4

Первый уроженец белорусской столицы — в семье я претендовал на звание патриция: так дети батраков, зачатые на чужбине, верхоглядами межуются от эмигрантского сословья. Несмотря на это, полесский акцент вызывал наибольшее отторжение как раз-таки у меня. Лет пяти, возвращаясь из садика, я вставал на четвереньки и с нарочитой идиотинкой во взоре порол белиберду на диалекте картофельной целины — советского аналога штата Айдахо. С ясельной группы мне говорили «Грыша» — воробьи подхватывали: «Чык-чырык!» — к утреннику разучивалась трымбавуська: «Саўка i Грышка зделалi дуду. Ду-ду-ду-ду, ду-ду-ду-ду, — зделалi дуду…» Тезка дед, хоть и разминулся со мной во времени, завещал сочинения Антона Павловича, Куприна, Сергеева-Ценского — и зачем-то никому не известного Льва Никулина. Малахитовый, с золотым тиснением, переплет чеховского двенадцатитомника служил надежным убежищем моему израненному с детства слуху. Оптическая точность языковой хирургии аукнулась впоследствии шоковым восхищением — при виде всамделишного пенсне доктора в музее на Садовой.

Книгам отец предпочитал газеты. Взвешенная оценка сиюминутных поветрий давала шанс выжить в незримой рукопашной. Замполит училища, полковник Троицкий, без устали рыл яму ненавистному инородцу. Папа, ответственный за взносы в партийной ячейке, грамотно нанес контрудар — прилюдно разоблачив злостного неплательщика. Враг затаился, вынашивая козни, — но разве они шли в сравнение с вынужденным бегством из родного города!

Историю эту я знал понаслышке: Розу, младшую из сестер, рано умершую от порока сердца, культяпый сосед обозвал жидовкой и ударил — за что вспыльчивый юнец отделал его костылем. Оставаться было опасно: остаточный нацизм пустил на Украине корни как нигде.

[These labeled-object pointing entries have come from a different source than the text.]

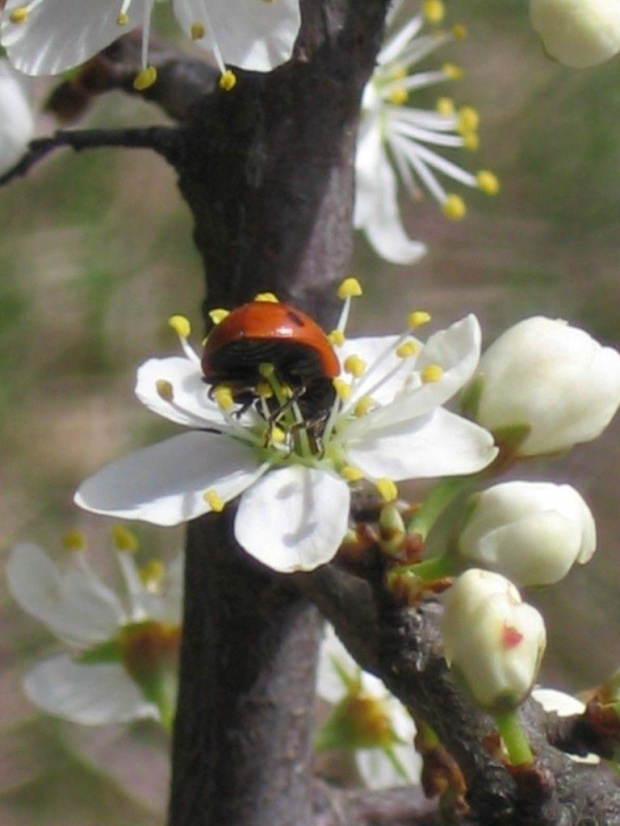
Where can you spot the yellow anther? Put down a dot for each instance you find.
(197, 31)
(433, 10)
(407, 349)
(387, 489)
(228, 80)
(124, 539)
(454, 207)
(214, 500)
(453, 71)
(74, 541)
(363, 406)
(152, 574)
(343, 389)
(445, 106)
(355, 366)
(398, 95)
(488, 182)
(350, 288)
(164, 389)
(336, 338)
(180, 325)
(19, 15)
(351, 474)
(418, 318)
(431, 373)
(471, 141)
(223, 397)
(469, 119)
(144, 79)
(218, 315)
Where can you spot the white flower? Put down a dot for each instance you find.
(531, 532)
(493, 642)
(579, 33)
(366, 719)
(294, 484)
(394, 142)
(16, 118)
(49, 36)
(552, 381)
(123, 665)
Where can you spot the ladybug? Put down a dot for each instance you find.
(275, 333)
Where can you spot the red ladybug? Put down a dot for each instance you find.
(275, 333)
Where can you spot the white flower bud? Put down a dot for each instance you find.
(579, 33)
(493, 642)
(552, 379)
(532, 532)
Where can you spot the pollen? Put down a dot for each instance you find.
(363, 406)
(343, 389)
(197, 31)
(488, 182)
(433, 10)
(454, 207)
(227, 81)
(387, 489)
(407, 349)
(351, 474)
(355, 366)
(417, 319)
(164, 389)
(180, 325)
(124, 539)
(19, 15)
(336, 338)
(144, 79)
(453, 71)
(350, 288)
(214, 500)
(223, 397)
(431, 373)
(218, 315)
(74, 541)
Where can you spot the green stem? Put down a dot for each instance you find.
(436, 501)
(511, 732)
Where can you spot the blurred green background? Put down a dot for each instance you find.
(96, 253)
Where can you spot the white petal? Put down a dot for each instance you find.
(88, 694)
(249, 34)
(16, 118)
(75, 605)
(442, 444)
(60, 34)
(165, 484)
(293, 519)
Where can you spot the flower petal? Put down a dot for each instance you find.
(442, 444)
(293, 519)
(75, 605)
(165, 483)
(88, 694)
(249, 34)
(59, 34)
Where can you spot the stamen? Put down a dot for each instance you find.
(431, 373)
(124, 539)
(214, 500)
(387, 489)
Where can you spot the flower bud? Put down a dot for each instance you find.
(493, 642)
(532, 532)
(578, 33)
(549, 382)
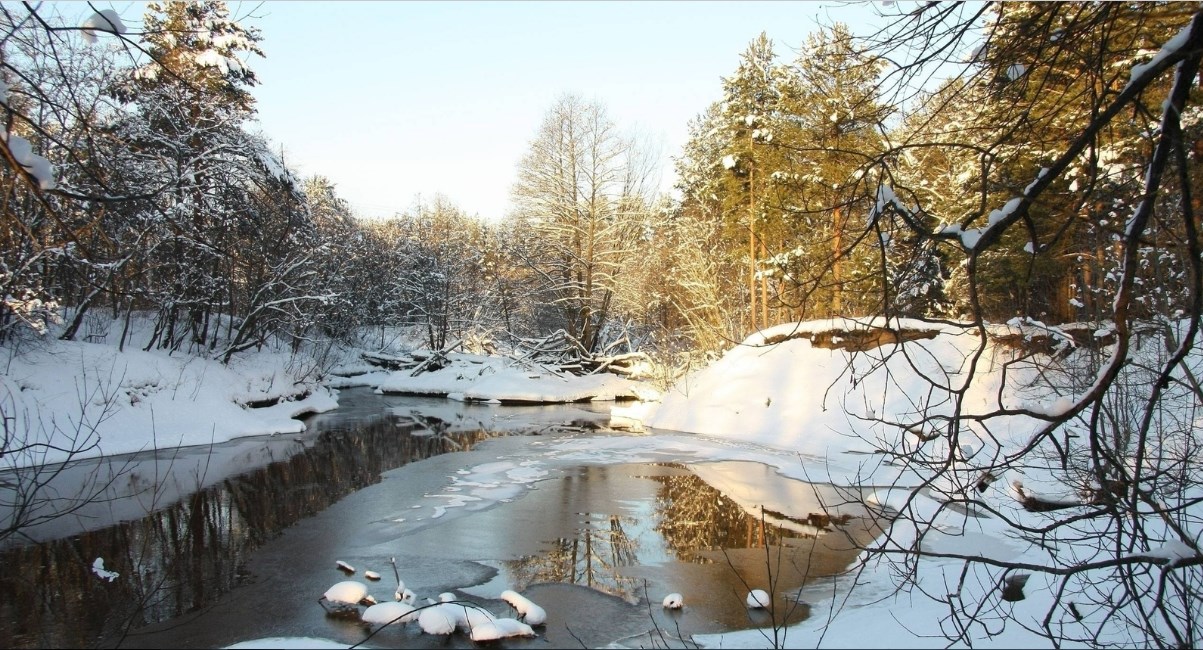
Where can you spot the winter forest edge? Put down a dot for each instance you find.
(971, 240)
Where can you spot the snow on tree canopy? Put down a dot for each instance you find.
(37, 166)
(1167, 49)
(102, 21)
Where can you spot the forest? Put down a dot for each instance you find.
(898, 173)
(966, 170)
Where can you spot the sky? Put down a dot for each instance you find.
(398, 100)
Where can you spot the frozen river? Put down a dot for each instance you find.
(237, 542)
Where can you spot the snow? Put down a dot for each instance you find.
(98, 567)
(1168, 49)
(37, 166)
(528, 612)
(389, 613)
(468, 377)
(970, 237)
(758, 598)
(104, 21)
(501, 628)
(784, 407)
(347, 592)
(1173, 551)
(90, 397)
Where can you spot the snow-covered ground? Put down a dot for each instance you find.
(789, 397)
(76, 400)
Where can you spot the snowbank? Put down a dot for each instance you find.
(837, 395)
(84, 400)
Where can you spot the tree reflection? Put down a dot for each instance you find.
(694, 523)
(183, 556)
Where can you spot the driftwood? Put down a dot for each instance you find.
(562, 352)
(389, 361)
(436, 360)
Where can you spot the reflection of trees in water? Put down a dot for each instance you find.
(183, 556)
(695, 516)
(593, 557)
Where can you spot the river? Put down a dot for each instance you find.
(238, 541)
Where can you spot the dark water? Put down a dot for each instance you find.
(248, 553)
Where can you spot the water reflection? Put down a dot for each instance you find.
(182, 556)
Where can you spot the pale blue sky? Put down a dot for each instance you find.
(396, 99)
(390, 100)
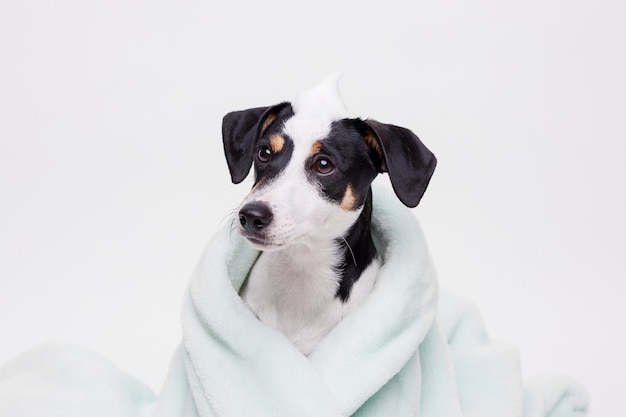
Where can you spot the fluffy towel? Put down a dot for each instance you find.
(402, 353)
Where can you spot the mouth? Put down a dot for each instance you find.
(261, 242)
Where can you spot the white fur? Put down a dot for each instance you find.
(293, 285)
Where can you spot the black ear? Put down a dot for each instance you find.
(409, 163)
(240, 131)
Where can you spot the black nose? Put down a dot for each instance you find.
(255, 216)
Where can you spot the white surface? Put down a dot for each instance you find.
(112, 176)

Кров беглецу предоставила питерская родня. Новое место жительства приподняло часть шлагбаумов, тубами и тромбонами парковых променадов заглушая манию преследования. Но на последнем курсе Военного института физкультуры и спорта выпускника внесли в подозрительный список. Конвоирование офицерами-евреями собственного народа я бы уподобил грануле с растворимой оболочкой: любопытно, приходило ли это в голову киевскому фармацевту?.. Высылка теплолюбивого племени в нети вечной мерзлоты планировалась, несомненно, как противоположная по температурному знаку акция, продолжавшая начатое Аушвицем дело.

Итак, ужас перед отправкой в восточном направлении оказался наследственным. Отцово отпочкование от родового ствола я опять-таки тщательно скопировал: когда, срезанный на сопромате, подал документы в Литинститут, где отсутствовала спасительная военная кафедра. «Когда вы наконец начертите эпюры по-русски?» — съязвил Алявдин, флюгером реагировавший на приход в ВУЗ нового начальства. — «Я лучше по-русски выскажусь!» — парировал экзаменуемый. И высказался… В деканат поступила докладная: студент такой-то «угрожал мне психологически, прибегая к нецензурным терминам уголовного мира». Любопытно, откуда у захолустного доцентишки этот сочный зощенковский канцелярит?..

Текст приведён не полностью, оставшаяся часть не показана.